Gold miner Newmont has opted to put an investment decision on hold for its Yanacocha sulphides project in Peru, part of its planned expansion of the mine to extend its lifespan beyond 2040.
The company said it will now make its full-funds decision on the project during the second half of 2024, citing the market as well as “the continued war in Ukraine, record inflation rates, the rising prices for commodities and raw materials, prolonged supply chain disruptions and competitive labor markets” for its move.
Newmont said it will continue to manage the Yanacocha operations while simultaneously finding opportunities to enhance operations, including the construction of two water treatment plants. In all, it anticipates an initial spend of about $350 million over the next two years for the asset.
It is setting that into greater motion with the appointment of Dean Gehring as chief development officer – Peru to lead Yanacocha’s operations and the sulphides project.
A 30-year mining industry veteran, Gehring previously managed operations and projects in the United States, Canada, Indonesia, Suriname and Peru, including as the head of Newmont’s South America region.
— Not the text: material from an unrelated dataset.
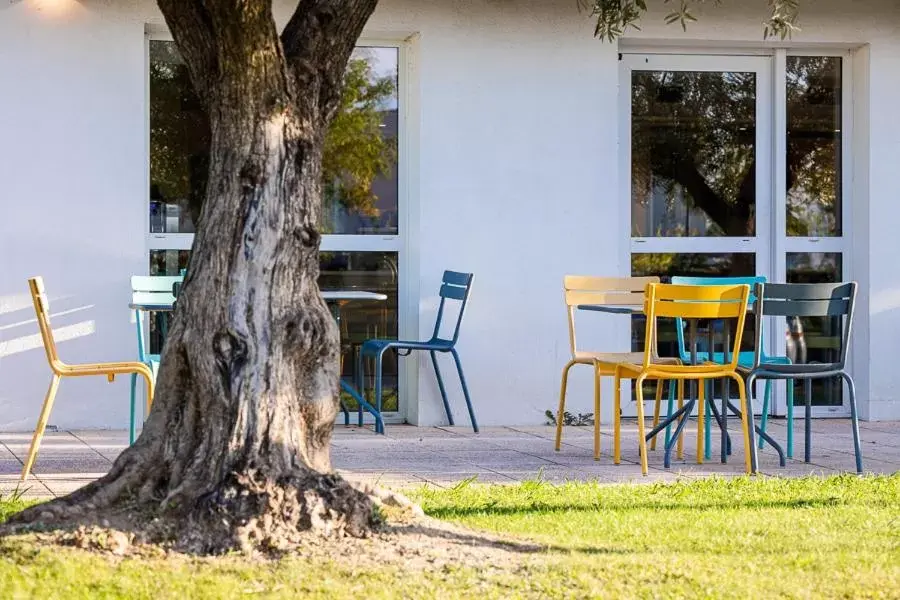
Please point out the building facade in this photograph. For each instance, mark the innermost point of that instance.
(525, 150)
Most recently, he served as Newmont’s executive vice president and chief technology officer.
“Newmont has a long history of operating in Peru, and Yanacocha is an important part of Newmont’s world-class portfolio and long-term strategy,” President and CEO Tom Palmer said.
“Dean is uniquely qualified to ensure operational excellence while working closely with government stakeholders, business partners and local communities to manage the development of this project in the current global economic context.”
Yanacocha, located in the province and department of Cajamarca northeast of Lima, is South America’s largest gold mine. It is a joint venture between Newmont (51.35%), Minas Buenaventura (43.65%) and Sumitomo (5%). In production since 1993, the surface mine produces about 270,000 ounces annually.